Most famous people strive to keep their personal lives private. Nevertheless, sooner or later, secrets become known. Personal diaries, witnesses' stories, talkative lovers — today the world knows what made these celebrities' heads spin.

Richard Wagner

Composer Richard Wagner's obsession with sex influenced the creation of operas like "Tannhäuser," "Die Walküre," "Tristan und Isolde," and "Parsifal." By daring to depict erotic arousal, passionate ecstasy, and the agony of desire, he sparked a strong reaction among his contemporaries.
Composer Richard Wagner
Composer Richard Wagner
Not only his work but also his personal life was quite intriguing. His notes to tailors suggest that Richard might have been a secret cross-dresser, showing a detailed, perhaps fetishistic, interest in women's clothing.

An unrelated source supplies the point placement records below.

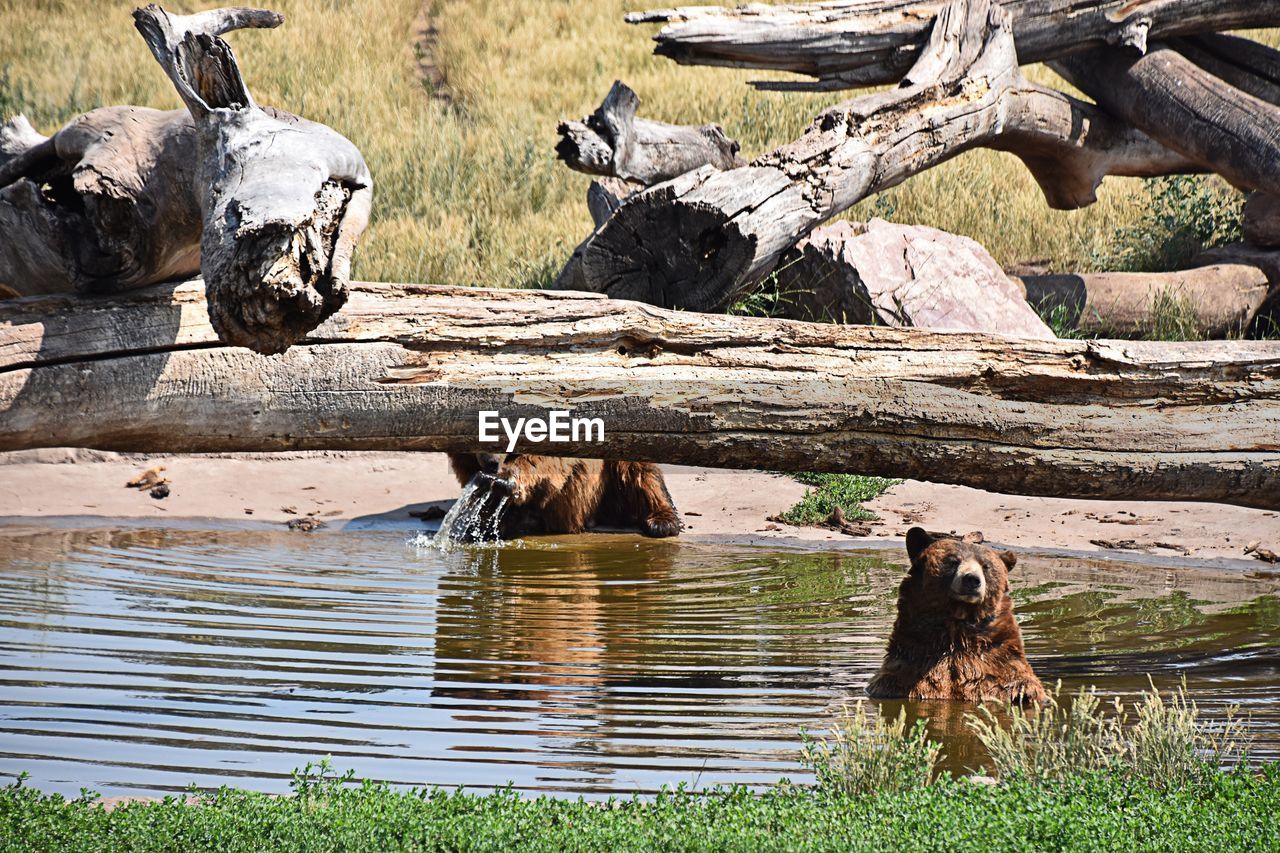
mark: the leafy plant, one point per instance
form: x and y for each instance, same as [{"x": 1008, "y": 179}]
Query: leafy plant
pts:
[
  {"x": 1184, "y": 215},
  {"x": 831, "y": 491},
  {"x": 1166, "y": 743}
]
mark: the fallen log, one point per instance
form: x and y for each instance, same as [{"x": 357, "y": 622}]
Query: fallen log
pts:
[
  {"x": 408, "y": 366},
  {"x": 266, "y": 204},
  {"x": 702, "y": 240},
  {"x": 1214, "y": 301},
  {"x": 1261, "y": 220},
  {"x": 613, "y": 142},
  {"x": 282, "y": 200},
  {"x": 850, "y": 44},
  {"x": 1187, "y": 109},
  {"x": 1238, "y": 62}
]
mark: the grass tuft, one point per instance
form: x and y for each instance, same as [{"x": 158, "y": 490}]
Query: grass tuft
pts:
[
  {"x": 1165, "y": 742},
  {"x": 1184, "y": 215}
]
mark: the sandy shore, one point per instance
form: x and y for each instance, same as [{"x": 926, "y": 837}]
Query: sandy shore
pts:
[{"x": 353, "y": 491}]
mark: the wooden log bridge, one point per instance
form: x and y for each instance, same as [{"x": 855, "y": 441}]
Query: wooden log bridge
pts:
[{"x": 408, "y": 366}]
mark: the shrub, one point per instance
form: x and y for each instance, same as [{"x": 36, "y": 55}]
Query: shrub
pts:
[
  {"x": 1168, "y": 742},
  {"x": 831, "y": 491}
]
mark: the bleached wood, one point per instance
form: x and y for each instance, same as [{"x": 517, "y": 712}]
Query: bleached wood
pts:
[
  {"x": 613, "y": 142},
  {"x": 702, "y": 240},
  {"x": 408, "y": 366},
  {"x": 849, "y": 44},
  {"x": 1187, "y": 109},
  {"x": 1219, "y": 300},
  {"x": 119, "y": 210}
]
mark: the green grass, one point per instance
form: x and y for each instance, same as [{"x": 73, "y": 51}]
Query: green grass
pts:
[
  {"x": 831, "y": 491},
  {"x": 1070, "y": 778},
  {"x": 469, "y": 190},
  {"x": 1224, "y": 811}
]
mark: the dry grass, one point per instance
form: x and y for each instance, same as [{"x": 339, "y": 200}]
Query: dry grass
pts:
[
  {"x": 470, "y": 191},
  {"x": 1165, "y": 739}
]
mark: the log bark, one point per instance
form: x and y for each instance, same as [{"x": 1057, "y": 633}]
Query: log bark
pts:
[
  {"x": 1217, "y": 301},
  {"x": 1238, "y": 62},
  {"x": 613, "y": 142},
  {"x": 283, "y": 200},
  {"x": 705, "y": 237},
  {"x": 849, "y": 44},
  {"x": 1261, "y": 223},
  {"x": 908, "y": 276},
  {"x": 408, "y": 366},
  {"x": 1187, "y": 109}
]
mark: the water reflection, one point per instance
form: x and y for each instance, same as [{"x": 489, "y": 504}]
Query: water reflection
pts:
[{"x": 145, "y": 660}]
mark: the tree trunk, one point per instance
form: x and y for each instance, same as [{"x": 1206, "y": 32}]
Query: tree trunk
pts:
[
  {"x": 908, "y": 276},
  {"x": 613, "y": 142},
  {"x": 408, "y": 368},
  {"x": 850, "y": 44},
  {"x": 1185, "y": 108},
  {"x": 106, "y": 204},
  {"x": 1244, "y": 64},
  {"x": 1212, "y": 301},
  {"x": 283, "y": 200},
  {"x": 705, "y": 237}
]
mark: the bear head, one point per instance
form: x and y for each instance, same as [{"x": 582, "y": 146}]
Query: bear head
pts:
[{"x": 956, "y": 574}]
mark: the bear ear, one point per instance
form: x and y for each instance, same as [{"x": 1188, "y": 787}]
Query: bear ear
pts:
[{"x": 917, "y": 541}]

The musician ordered pink underpants and "something elegant for home evenings," detailing which ribbons and ruffles to attach. He demanded satin dresses with rich busts and bows. Whether he made these orders for himself or his wife remains unclear.

Rumors about Wagner's inclinations circulated even during his lifetime. His student Hans von Wolzogen recalled that the musician once appeared at a lesson in a woman's blouse. It was also said that in 1864, the composer fled from his creditors dressed in women's clothing.
Richard Wagner and his wife
Richard Wagner and his wife

Caligula

Legends abound about Caligula's extravagance and excessive physical pleasures. In his quest for new experiences, the Roman emperor organized orgies on galleys, dressed in women's clothes, and walked barefoot on gold coins.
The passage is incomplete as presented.